Digitization–making a digital copy of a non-digital object–is a bedeviling topic for digital preservationists. Establishing a clear line of demarcation between the process of creating the digital copy and the process of keeping the copy over time is the central issue.
I’ve always thought this was semantics. Well-meaning, but ill-informed, people said “digital preservation” when they meant “digitization” in reference to something like scanning a book or stack of family pictures. In my mind there was a bright line between creating the object and preserving it. Helping people understand this distinction would help bridge the gap.
I still think talking about the issue is critically important, but resolution is proving complicated, even within our own community. The Digital Preservation forum on Stack Exchange will, we are told, die as a non-public beta, in part because those of us who participated were unable to agree whether digitization was in scope. This is how it appeared to the presumably impartial site administrator who is pulling the plug:
It seems fairly clear that this proposal was backed by several distinct groups of people, and “digital preservation” means something different to all of them. To some, it means asset management within a company. To others, it’s about preserving legacy software. To others still, it is about manipulating file formats. The end result is that none of these groups is served well by the site we have now.
There is an element of truth here. Participants differed in how they defined digital preservation in connection with digitization. Here’s a shortened version of the question/comment that kicked off the discussion (spelling has been Americanized):
I would propose that this community should be involved in decisions related to the results of a digitization initiative. For example, the file formats and metadata schemas used, where/how the results are stored, and so on. However, questions focused on how to engage in digitization, what types of scanners should be used or resolution to digitize at, will be off topic…. As many of us in the digitization community are well aware, confusing digital preservation for digitization is a common mistake. I’d suggest adding some clear scoping detail on this to the “What kind of questions should I not ask here”?
This is an essential issue. Anyone involved in digital preservation has had experience with people who think the work is purely about scanning, as well as experience with people who are deeply interested in creating optimally preservable content. A public forum absolutely must be clear if a distinction is to be drawn between scanning and preserving, and if so, how.
That turned out to be a difficult task. Of the seven responses offered, none were chosen as “the best.” Here is my attempt to distill the essence of each answer, ranked in the order of up-votes.
- The mechanics of digitization are not in scope of this site, but the preservation of the results are.

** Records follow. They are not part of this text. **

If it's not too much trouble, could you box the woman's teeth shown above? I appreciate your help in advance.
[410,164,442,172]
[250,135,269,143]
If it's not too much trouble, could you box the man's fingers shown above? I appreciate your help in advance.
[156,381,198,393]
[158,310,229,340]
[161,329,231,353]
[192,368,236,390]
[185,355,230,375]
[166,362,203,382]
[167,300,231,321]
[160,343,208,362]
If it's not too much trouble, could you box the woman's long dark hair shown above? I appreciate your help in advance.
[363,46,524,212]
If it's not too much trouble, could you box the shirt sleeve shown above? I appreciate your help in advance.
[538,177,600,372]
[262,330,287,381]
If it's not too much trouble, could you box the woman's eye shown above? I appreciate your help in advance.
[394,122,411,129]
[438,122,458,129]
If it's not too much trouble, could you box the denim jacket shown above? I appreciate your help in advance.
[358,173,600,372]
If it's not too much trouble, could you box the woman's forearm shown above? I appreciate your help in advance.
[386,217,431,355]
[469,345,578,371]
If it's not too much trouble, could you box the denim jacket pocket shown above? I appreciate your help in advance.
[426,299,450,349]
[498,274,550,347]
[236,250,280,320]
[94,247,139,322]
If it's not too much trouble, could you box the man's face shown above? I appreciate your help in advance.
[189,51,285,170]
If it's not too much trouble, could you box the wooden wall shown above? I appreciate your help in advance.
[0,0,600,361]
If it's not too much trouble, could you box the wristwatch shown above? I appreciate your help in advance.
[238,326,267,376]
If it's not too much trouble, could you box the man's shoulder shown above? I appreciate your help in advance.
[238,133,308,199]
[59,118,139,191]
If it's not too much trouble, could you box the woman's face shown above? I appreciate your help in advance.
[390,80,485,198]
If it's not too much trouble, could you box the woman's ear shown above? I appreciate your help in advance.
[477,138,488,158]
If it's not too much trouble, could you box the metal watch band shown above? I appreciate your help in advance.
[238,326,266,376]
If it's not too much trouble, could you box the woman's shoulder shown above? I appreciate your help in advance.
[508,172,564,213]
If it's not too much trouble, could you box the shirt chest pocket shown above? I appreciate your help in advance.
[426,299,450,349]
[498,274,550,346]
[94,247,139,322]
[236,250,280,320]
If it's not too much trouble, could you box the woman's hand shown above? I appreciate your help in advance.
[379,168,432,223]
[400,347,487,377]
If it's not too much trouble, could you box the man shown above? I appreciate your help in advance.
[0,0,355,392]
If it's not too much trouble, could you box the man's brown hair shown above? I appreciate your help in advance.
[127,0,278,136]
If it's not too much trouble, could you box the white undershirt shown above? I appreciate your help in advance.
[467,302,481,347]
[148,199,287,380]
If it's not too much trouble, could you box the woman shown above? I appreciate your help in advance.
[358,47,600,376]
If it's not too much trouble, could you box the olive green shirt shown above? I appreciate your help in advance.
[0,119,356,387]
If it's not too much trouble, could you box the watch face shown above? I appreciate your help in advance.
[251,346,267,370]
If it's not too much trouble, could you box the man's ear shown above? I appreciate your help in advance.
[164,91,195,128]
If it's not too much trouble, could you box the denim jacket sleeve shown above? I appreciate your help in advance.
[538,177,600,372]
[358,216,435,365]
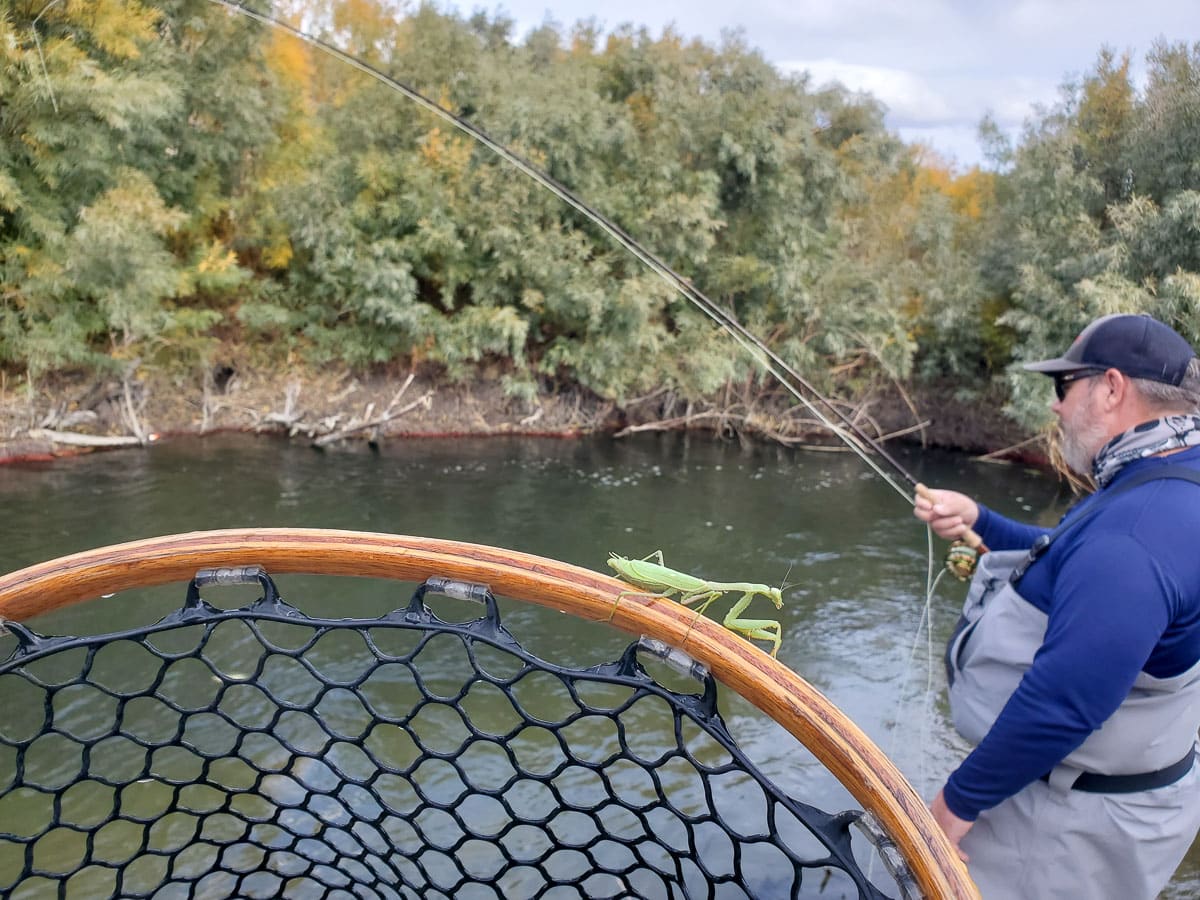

- The answer should be a conditional yes, rather than an unqualified yes… It seems to me that if someone wants to digitally preserve something, and they have a legitimate question about the digitization process, especially if it relates to the preservation aspect, then we shouldn’t be turning them away. They’re a legitimate part of the constituency of this site and we should be taking their questions seriously.
- There’s a continuum of relevance here. “What’s the best scanner to use” and “what DPI should I scan at” seem obviously out of scope, “should I save as TIFF or JPG” less so, “how should I organize and describe the files once I’ve scanned them” clearly on-topic.
- I think digitization of analog objects with the goal of digitally preserving them, or keeping them easily-preservable in the future is on topic.
- Yes. The phrasing is key however and it should be focused on the results of digitization – the formats, the metadata associated with it, the storage etc. and beyond that, errors that appear in the data stream.
- If you’re not digitizing, how can you be doing digital preservation? Seems like it has to be on-topic.
- Let’s think about it in narrow terms as creation of digital content from a preservation perspective, which would be in scope. Anything that doesn’t relate to creating content for clear-cut preservation purposes (equipment, throughput, QC) would be out of scope. (Full disclosure: this was my suggestion).
The range of responses was interesting. Some were black and white (on both sides!) but some hedged, acknowledging a gray area. And, I have to say, the more I considered the comments, the grayer things got. Take my own answer. Is always true that equipment and quality control are out of scope for digital preservation? On reflection, some scanning workflows will create clearer, more detailed and accurate images than others. Better quality images–for certain types of content, at least–presumably have higher value, which arguably could influence their level of preservation.
Digital preservation is an emergent enterprise, and advocates are naturally eager to promote it as a distinct and deliberate activity. But we have to consider the value of a more general approach to framing the objective. Narrowly drawn questions and answers are important, but they apply narrowly as well. As a community, we still have quite a bit left to do in terms of fleshing out digital preservation methods, concepts and outcomes. More importantly, a huge amount of work is needed to raise public awareness about the need for preserving digital materials.
We should think about the value of engaging anyone with a question that touches even remotely on digital preservation. So what if someone asks about how to “digitally preserve” their family slides by scanning them? Instead of dismissing them as a hopeless noob, why not take the opportunity to explain that scanning is only the first step? They might even come away with a new appreciation for what preservation is all about.